October 26, 2004 | Gifts & Grants

$3.7 Million Grant Funds Research on Teaching

Northwestern University has been awarded a grant of almost $3.7 million to develop a cadre of scholars who will be able to help K-12 teachers discern which education practices work and which do not.

“Educators today often fly by the seat of their pants and adopt new curricula or teaching practices that seem good but are largely unproven. Our Department of Education grant will create a cohort of education researchers who will undertake relevant and reliable research on pressing policy and practice problems in education,” said Professor James Spillane of Northwestern's School of Education and Social Policy (SESP). Spillane will direct the program.

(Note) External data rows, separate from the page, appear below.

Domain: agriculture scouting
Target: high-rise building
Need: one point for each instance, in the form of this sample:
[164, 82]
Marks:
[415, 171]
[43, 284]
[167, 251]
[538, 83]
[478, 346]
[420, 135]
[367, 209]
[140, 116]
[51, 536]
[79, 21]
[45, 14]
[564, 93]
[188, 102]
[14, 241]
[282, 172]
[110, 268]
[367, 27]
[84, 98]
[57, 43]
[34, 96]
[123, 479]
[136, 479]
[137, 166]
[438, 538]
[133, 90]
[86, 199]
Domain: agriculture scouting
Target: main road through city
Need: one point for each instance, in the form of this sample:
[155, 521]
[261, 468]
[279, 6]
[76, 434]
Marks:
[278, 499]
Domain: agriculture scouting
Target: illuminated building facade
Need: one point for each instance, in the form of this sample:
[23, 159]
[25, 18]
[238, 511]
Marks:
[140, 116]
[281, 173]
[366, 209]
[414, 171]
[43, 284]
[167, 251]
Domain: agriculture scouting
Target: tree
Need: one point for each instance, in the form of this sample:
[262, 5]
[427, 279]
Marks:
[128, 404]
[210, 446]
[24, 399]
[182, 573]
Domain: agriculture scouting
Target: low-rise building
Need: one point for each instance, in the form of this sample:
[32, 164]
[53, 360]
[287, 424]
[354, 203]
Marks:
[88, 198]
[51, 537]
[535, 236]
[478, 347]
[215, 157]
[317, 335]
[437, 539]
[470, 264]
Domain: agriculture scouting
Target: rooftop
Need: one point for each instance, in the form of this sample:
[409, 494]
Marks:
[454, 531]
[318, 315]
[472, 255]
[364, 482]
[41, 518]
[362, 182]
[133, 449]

The highly competitive grant -- one of only five awarded by the Institute of Education Sciences (IES) -- will establish an interdisciplinary training program that will support 22 new, three-year fellowships and provide 50 percent funding for a new, tenure-line faculty position. A group of 10 core program faculty will be drawn from psychology, sociology, economics statistics, human development and social policy and learning sciences.

“The Department of Education wants to make sure that educational policies are based on solid, evidence-based research,” said Penelope Peterson, dean of the School of Education and Social Policy. “Educational policy, like other policies, should be made on the basis of rigorous evidence, and we want to produce a cadre of scholars who are qualified to conduct the work. Our children deserve that, and we are excited to be part of this mission.”

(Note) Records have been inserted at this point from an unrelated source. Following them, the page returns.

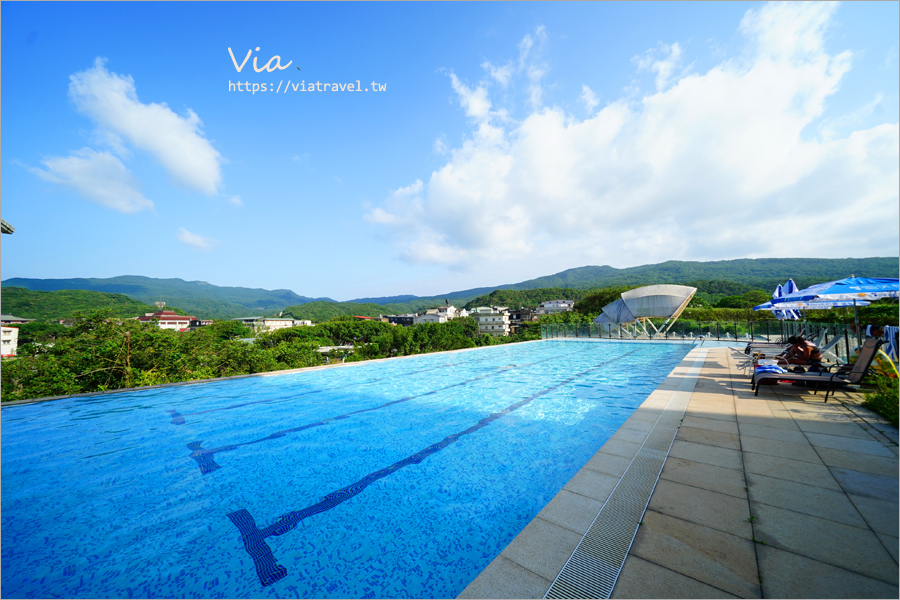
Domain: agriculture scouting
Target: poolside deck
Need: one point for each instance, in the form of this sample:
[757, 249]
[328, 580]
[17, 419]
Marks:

The new training program addresses one of the most critical problems in education today - the absence of empirically sound knowledge based on core education issues. It is intended for students who want to pursue a research agenda that will focus on practical questions in U.S. education from an interdisciplinary perspective

The University will support the five-year program of pre-doctoral interdisciplinary research training program with an additional $1.2 million to help pay for the 22 fellows' tuition costs. Four students will enter the five-year program in its first year; six will enter in each of the program's remaining years. The hallmarks of the program are interdisciplinary teaching and mentoring of fellows by core and affiliated faculty engaged in education-focused research.

Training activities will include both required and elective courses in statistics, evaluation, learning and cognition, and policy and implementation. Students will attend biweekly research seminars and fellows' meetings with affiliated faculty.

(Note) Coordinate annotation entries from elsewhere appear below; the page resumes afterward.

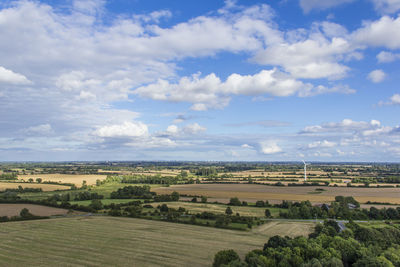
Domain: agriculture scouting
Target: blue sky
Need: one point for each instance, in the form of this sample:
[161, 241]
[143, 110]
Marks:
[200, 80]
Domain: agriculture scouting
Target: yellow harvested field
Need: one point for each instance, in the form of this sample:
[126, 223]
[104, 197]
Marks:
[252, 193]
[45, 187]
[14, 210]
[66, 178]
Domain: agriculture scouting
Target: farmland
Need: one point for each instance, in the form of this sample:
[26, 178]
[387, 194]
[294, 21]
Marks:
[219, 209]
[101, 241]
[76, 179]
[14, 210]
[252, 193]
[44, 187]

Although IES originally expected to give up to 15 national training center awards, it chose to limit the awards to Northwestern, Carnegie Mellon, Florida State and Vanderbilt universities and the University of Virginia.

SESP Professors James Spillane and Greg Duncan will alternate as project directors. SESP Professor Lindsay Chase-Lansdale will serve as deputy director. Departmental coordinators include Chase-Lansdale and Bruce Sherin from SESP and Thomas Cook from sociology, Christopher Taber from economics and David Uttal from psychology.

"We are very excited about the prospect of working with our Northwestern colleagues in psychology, sociology and economics to improve the quality of training of prospective researchers in the educational sciences," SESP Dean Peterson added.